The cacarphane is first mentioned by name in Pliny the Elder’s Natural History, Book 8, wherein he describes it as a “four-footed beast, twelve cubits long, possessed of great teeth like a saw, a thick black tongue and a tail, both like rope. It has thick scales upon its back, and short black fur along its legs and sides.” Pliny implicates the beast as a terrible hunter, capable of cunning ambushes, using its teeth to saw branches from trees to lay deadfalls and to saw through the legs of horses, a favoured meal. Pliny also insists the carcaphane is unable to swim and is likely to be easily scared by fire; nonetheless, he insists a man will die if crossing paths with a cacarphane on a Tuesday, especially if the beast comes from the left side. The cacarphane may have been known much earlier, as it is alluded to in the Histories by Herodotus; the tokens and jewels of the Scythians are said to be covered in “terrible knife-toothed beasts”. Certainly the pioneering archeological work of Sergei Rudenko substantiates this claim, though he himself does not support this theory and doubts if Scythians and carcaphanes ever interacted.

In Christian bestiaries, such as The Historie of Four-Footed Beastes, by Edward Topsell, from 1607, a fairly late era compendium of earlier monstrosities, the cacarphane is allegorically employed as sin; its saw-like teeth cut down a tree to capture its prey, much as sin can cause a fall into darkness. Though few in Europe had ever seen a carcaphane, and indeed no physical evidence was ever brought of one from ‘Tartary’, it was included, alongside the lion, elephants and hyenas, in the debate over the manner of reproduction.

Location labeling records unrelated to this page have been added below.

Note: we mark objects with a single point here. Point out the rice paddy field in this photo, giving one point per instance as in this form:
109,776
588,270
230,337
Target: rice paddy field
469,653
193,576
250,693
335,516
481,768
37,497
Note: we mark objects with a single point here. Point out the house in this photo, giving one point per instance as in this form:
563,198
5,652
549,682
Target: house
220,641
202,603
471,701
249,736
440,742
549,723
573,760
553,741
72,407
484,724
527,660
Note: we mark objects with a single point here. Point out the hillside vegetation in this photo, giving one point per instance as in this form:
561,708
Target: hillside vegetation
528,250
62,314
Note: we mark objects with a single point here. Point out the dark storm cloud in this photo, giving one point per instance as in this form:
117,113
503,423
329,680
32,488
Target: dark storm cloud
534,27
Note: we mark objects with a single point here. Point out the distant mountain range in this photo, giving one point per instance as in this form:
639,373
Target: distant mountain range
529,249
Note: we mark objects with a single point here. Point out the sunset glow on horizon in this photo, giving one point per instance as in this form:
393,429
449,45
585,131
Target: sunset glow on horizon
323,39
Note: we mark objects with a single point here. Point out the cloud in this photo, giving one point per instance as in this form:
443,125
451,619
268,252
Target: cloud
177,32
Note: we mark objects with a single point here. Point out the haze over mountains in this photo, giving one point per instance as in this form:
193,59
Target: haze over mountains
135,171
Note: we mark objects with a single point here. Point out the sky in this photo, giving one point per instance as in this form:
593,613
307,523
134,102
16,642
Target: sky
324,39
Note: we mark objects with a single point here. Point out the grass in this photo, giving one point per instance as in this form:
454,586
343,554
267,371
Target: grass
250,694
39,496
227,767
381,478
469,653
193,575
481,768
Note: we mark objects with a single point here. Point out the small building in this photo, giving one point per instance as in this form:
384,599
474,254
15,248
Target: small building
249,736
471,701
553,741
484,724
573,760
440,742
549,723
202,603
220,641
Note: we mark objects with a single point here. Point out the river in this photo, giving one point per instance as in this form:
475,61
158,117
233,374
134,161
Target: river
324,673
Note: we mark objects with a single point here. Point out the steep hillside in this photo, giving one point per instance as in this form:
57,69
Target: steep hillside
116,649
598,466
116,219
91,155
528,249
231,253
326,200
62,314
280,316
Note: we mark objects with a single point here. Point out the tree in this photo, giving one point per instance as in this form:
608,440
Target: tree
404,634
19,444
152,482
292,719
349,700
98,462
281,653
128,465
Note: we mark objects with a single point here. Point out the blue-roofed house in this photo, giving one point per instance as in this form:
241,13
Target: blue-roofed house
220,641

Whether it did so backward or forward being the subject of dispute, with Sir Thomas Browne, in Vulgar Errors, Bk. 3, supporting the backward ‘pizel’, whereas in Horwart von Hohenburg’s Thesaurus, from 1628, the point is made against. Such theoretical and theological debates, however, did little to clarify the nature of the cacarphane, which was little more then a legend to most Europeans.

The carcaphane is generally considered a creature native to the Russian steppe and to Siberia, and yet very little is accurately known from that quarter, either. Cossacks are said to have feared the cacarphane, when they feared little else, and thus had little contact with it, a beast known for its relative speed, cunning and resilience; Yermak Timofeyevich, who first crossed the Urals, reportedly sought in vain for it, but always the Tartars said the animal had moved on, always ahead of the explorers, always elusive, always farther east. Amongst some Altai tribes, the teeth of dead cacarphanes were used as shears. Almost certainly, carcaphanes was worshipped and feared by the Kalmyk, Omiak, Telengits, Chelkans, Khants and Mansi, among many others, showing up as a fearsome devil in many religious rites, though this is hard to confirm because of the spread of Orthdox Christianity in the wake of the Cossack settlers.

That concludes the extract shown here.